How to prove there are unreachable states in this bit flipping algorithm only for lengths $n=3k+2$?

Question

This is similar to Bit flipping algorithm, but the algorithm is a little different. Specifically, we have bit string of length $n$, and we can choose any bit to flip and then we flip also the two surrounding bits, if there are any. So we can either flip three consecutive bits inside or flip the left-most/right-most two bits. For example for $n=3$ we can draw transitions between states in a graph:

Now if we make a graph for $n=2$, the graph splits into two non-connected isomorphic sub-graphs as shown:

The same occurs for $n=2,5,8,11,14$, so I assume it holds for $n=3k+2$. For other $n$'s it is a graph with single connected component. Can we prove that the graph splits for $n\equiv 2 \pmod 3$?

My attempts:

I was trying to find some attribute that is invariant for the bit flipping and show that there are two states with this attribute being different (for $n=3k+2$ that is). This is easy for $n=2$ case as we can see that bits parity is always preserved. However the same does not work for $n=5$: as an example there are two states such as $00100$ and $00010$ that cannot be reached from one another, but bits have the same parity. There is probably some simple argument for this, but I don't see it.
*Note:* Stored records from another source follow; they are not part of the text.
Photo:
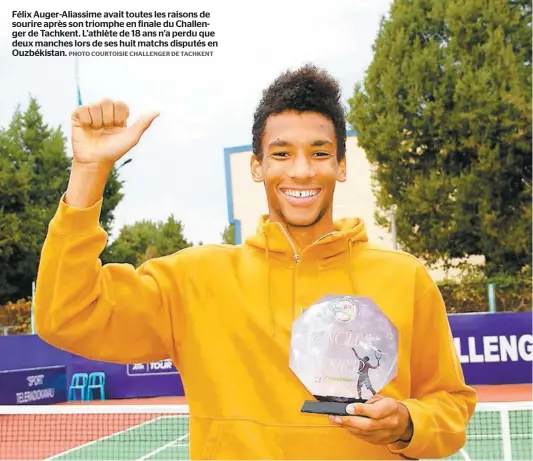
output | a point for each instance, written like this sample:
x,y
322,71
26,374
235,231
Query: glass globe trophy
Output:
x,y
343,349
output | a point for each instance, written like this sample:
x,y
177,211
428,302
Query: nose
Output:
x,y
301,168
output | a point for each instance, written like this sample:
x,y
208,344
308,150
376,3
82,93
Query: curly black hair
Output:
x,y
308,89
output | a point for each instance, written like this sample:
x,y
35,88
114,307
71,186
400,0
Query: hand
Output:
x,y
380,421
100,134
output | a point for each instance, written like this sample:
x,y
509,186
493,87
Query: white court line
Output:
x,y
164,447
92,442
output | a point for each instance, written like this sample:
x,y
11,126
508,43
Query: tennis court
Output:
x,y
138,442
498,431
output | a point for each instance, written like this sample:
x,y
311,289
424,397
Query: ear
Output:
x,y
256,168
341,172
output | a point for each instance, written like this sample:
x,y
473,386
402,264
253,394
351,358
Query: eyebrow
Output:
x,y
317,143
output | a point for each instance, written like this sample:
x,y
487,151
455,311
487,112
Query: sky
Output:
x,y
206,103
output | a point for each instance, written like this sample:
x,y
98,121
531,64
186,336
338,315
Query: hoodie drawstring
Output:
x,y
350,270
269,281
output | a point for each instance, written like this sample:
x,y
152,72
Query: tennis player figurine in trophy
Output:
x,y
332,344
364,366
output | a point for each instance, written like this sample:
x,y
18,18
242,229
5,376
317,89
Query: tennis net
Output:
x,y
500,431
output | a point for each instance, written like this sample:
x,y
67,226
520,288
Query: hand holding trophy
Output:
x,y
344,350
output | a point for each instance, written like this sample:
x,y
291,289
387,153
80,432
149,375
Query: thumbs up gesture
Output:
x,y
101,135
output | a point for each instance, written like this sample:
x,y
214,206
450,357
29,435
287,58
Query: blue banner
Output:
x,y
33,386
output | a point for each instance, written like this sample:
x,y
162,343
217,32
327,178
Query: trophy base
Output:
x,y
335,406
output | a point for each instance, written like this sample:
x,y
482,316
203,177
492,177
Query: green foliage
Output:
x,y
470,294
145,240
34,172
17,315
444,116
228,236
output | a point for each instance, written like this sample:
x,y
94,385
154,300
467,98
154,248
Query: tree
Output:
x,y
34,172
145,240
444,116
228,236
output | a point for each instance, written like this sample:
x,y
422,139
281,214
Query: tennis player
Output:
x,y
364,379
224,313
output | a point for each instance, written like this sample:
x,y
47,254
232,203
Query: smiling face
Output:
x,y
299,168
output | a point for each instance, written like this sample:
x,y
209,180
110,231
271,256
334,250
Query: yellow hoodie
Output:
x,y
223,314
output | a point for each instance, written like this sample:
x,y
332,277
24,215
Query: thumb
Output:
x,y
143,123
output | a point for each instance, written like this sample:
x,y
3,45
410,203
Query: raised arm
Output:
x,y
110,312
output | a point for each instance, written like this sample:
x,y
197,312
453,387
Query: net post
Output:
x,y
506,435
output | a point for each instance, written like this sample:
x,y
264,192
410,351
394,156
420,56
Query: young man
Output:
x,y
239,302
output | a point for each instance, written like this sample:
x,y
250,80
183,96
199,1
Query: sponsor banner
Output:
x,y
163,367
33,386
494,348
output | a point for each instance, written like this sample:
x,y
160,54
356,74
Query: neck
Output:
x,y
305,236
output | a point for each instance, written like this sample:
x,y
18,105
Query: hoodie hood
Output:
x,y
273,237
339,245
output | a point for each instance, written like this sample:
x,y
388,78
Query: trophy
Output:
x,y
344,349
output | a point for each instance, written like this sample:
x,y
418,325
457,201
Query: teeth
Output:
x,y
300,193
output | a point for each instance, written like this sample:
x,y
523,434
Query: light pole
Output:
x,y
393,227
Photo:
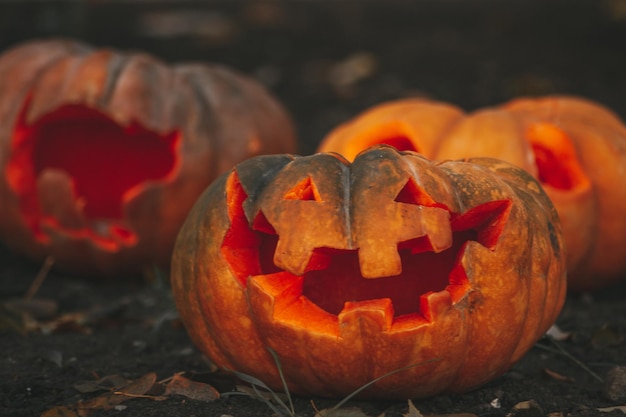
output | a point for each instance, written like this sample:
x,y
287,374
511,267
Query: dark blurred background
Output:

By the way here is a Python code that can be used to generate such graphs, it requires graphviz:

length=5

def flip(N, bit):
    pattern = 3 if bit == 0 else 7 << bit-1
    return (N ^ pattern) & ((1 << length)-1)

def binary(n):
    return format(n, '0%ib' % length)[::-1]

from graphviz import Graph
dot = Graph()

for v1 in range(2**length):
    for b in range(length):
        v2 = flip(v1, b)
        if v1 <= v2:
            dot.edge(binary(v1),binary(v2),str(b+1)+".")
dot.render('graph_complete%i' % length, view=True)

Answer 1

Almost complete solution, or at least a very broad hint

This is a 1D version of the game "lights out". Philip Klein in his book on The Matrix in Computer Science has a nice analysis for the 2D case that should apply here. But the gist is this:

Start from any bit vector in $F^k$ where $F$ is the field of 2 elements. Applying an operation amounts to adding to it one of the $k$ vectors $$ \pmatrix{1&1&0&\ldots& 0} \\ \pmatrix{1&1&1&\ldots& 0} \\ \pmatrix{0 & 1&1&1&\ldots& 0} \\ \pmatrix{0 & 0 & 1&1&1&\ldots& 0} \\ \vdots\\ \pmatrix{0 & \ldots&1&1&1& 0} \\ \pmatrix{0 & \ldots & 0 &1&1&1} \\ \pmatrix{0 & \ldots & 0 &0&1&1} \\ $$ so you can put these in a matrix, row-reduce it, and compute its rank. If the rank is not $k$, then not every target bit-vector is reachable from the all-zero vector, and your graph has at least two components.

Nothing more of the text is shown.